Opened in 1986, MOCA Grand Avenue was designed by Architect Arata Isozaki using inspiration from LA pop culture. Today this location hosts the museum's main galleries showcasing a stunning permanent collection and ever-changing special exhibitions. Just down the street is The Geffen Contemporary at MOCA (formerly The Temporary Contemporary) that opened in 1983. This 40,000 square foot gallery is built in a former police car warehouse and was renovated by decorated architect Frank Gehry. Admission to both museums is free.
In 2015, Downtown LA became home to contemporary art museum The Broad. Designed by famed architects Diller Scofidio + Renfro in collaboration with Gensler, the 120,000 square foot museum showcases the impressive collection of philanthropists Eli and Edythe Broad. Sitting across from Frank Gehry’s iconic Walt Disney Concert Hall, the $140 million building is impossible to miss and its whimsical, modern exterior gives a clue to the type of art shown within. Admission to The Broad is also free but reservations are suggested for guaranteed entry.
New Age of Public Art
New technologies are creating new opportunities for public art, and DTLA is in the forefront of that movement, with exhibitions ranging from augmented reality to projection mapping that add new dimensions to your experience of the city.
Grand Ave Augmented is an interactive augmented reality art experience that was created to showcase the major cultural institutions and public spaces of Grand Avenue by featuring 40+ activations including original art works by over two dozen local artists. The experience can be enjoyed at any time by anyone with a smart phone for free. Watch a futuristic 3D Fashion Show from artist AK Liesenfeld on the plaza behind MOCA as she explores elements of the impossible in how the fabrics are made and move. Marvel as angels float over Angels Landing by Daniel and Anna Leighton or let Leah Smithson mesmerize with her piece, Feels Like Water behind the Walt Disney Concert Hall. With so many different pieces to experience, it’s easy to turn an exploration into a day.

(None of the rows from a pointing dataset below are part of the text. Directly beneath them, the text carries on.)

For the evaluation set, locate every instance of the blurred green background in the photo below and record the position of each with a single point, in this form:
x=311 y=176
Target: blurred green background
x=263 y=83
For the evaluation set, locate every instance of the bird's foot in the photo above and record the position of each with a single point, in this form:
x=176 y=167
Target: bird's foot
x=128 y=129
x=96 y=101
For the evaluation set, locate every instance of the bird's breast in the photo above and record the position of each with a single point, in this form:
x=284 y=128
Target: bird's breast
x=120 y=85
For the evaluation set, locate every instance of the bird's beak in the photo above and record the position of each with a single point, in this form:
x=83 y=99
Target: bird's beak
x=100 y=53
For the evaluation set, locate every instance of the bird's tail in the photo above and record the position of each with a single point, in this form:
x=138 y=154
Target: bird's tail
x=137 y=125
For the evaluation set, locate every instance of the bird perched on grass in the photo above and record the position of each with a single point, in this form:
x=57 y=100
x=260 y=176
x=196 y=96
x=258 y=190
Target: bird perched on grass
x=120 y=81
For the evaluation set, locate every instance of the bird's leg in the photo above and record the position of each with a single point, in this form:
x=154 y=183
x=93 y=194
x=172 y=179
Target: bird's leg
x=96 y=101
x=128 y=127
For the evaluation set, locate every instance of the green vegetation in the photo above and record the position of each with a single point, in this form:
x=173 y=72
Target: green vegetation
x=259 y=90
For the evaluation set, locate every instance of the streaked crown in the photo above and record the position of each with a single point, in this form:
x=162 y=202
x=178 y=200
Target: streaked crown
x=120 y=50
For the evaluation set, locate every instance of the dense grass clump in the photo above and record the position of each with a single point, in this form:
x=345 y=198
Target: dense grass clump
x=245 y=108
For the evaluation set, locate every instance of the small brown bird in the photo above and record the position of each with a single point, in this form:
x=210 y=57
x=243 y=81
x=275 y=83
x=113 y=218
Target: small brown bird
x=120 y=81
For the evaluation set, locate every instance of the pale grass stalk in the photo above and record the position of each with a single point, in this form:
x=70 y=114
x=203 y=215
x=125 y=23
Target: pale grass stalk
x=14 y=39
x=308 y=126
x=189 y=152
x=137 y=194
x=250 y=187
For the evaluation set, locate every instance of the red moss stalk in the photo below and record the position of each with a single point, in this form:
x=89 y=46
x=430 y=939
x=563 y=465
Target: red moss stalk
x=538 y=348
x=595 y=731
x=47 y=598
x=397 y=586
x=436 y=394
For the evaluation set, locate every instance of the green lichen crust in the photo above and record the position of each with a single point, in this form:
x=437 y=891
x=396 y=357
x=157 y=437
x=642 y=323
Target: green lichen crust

LUMINEX, originally launched in 2020 by NOW Art’s founder & chief curator Carmen Zella, wowed attendees with jaw-dropping art projections on various buildings throughout the neighborhood. In September 2022, LUMINEX 2.0: Projected Realities stunned thousands of attendees again with more thought-provoking digital artwork that illuminated the stark contrast between ‘Projections’ and ‘Realities.’ Projecting against architectural facades in a 5-block walkable radius of DTLA, 12 internationally acclaimed and local artists transformed buildings with monumental works of art. Be sure to keep an eye out for future iterations of this amazing initiative.
There are dozens of art galleries in Downtown LA so it’s always good to do some research if you’re looking to buy that next piece for your home or you just want to do some gallery hopping, but here are just a few we love.
The Hive Gallery on Spring Street was founded in 2005 and it is a truly unique and vibrant gallery/studio experience. The Hive is buzzing with five featured artists a month, two full galleries, 25 working artists, and an artist-made item store.
Originally opened in 1970, Cirrus Gallery moved to Downtown LA in 1979. Proudly known as one of the first major galleries to open in DTLA, Cirrus helped shape the burgeoning identity of the LA Arts District as a center for artistic practice and public display.
Switzerland-based gallery Hauser & Wirth opened in DTLA to much excitement in 2016 and remains a central figure in the LA creative scene. Occupying a former flour mill, the gallery presents art exhibitions, events, and other community-based programming as well as offering an art book store and serving as the home to the foodie-favorited restaurant, Manuela.